Edinburgh is in the thick of “Ralph Fiennes” mania.  He’s appearing in Macbeth at Ingliston until 27th January.  We thought he might be promoting a new supplier, (a bit like Michael Bublé with ASDA at Christmas) but no, it wasn’t a bargain butcher it was the real deal; Shakespear.  This was definitely money well spent.
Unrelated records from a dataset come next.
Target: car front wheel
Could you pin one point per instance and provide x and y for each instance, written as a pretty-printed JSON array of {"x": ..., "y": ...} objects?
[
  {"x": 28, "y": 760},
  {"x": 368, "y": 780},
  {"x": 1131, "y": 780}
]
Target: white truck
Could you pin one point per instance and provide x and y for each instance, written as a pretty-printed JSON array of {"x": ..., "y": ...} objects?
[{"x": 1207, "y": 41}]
I was distracted throughout the play. No it wasn’t the very handsome, main actor or the immersive “war zone” theatre set at the Royal Highland Centre. It wasn’t the frosty temperature outside. It was surprisingly sweaty inside, probably due to having more ducks down in the hall than in a Canada Goose factory. The couple behind didn’t help. We think they might win a BAFTA for sucking on their boilings. Daughter no 2 said it felt like Dolby sweet surround sound. No, the tragedy, not the treats, reminded me of what was being reported by the Horizon scandal on Fujitsu. This isn’t much ado about nothing or a comedy of errors and sadly all will not end well.  Shakespear couldn’t have made this scheming up. Fujitsu has finally admitted they knew the system had flaws before it was put into operation. Worse, they knew for years that innocent people were being convicted and jailed. Daggers in men’s (and women’s) smiles indeed. This isn’t a miscarriage of justice, it’s criminal.  The families will have a little peace knowing the truth. Those responsible must be as tortured as the Macbeths. Their brilliantly acted torment will be being felt by many now that the noose around the guilty parties is getting pulled tighter. Shakespeare might be 400 years old but boy is he still relevant.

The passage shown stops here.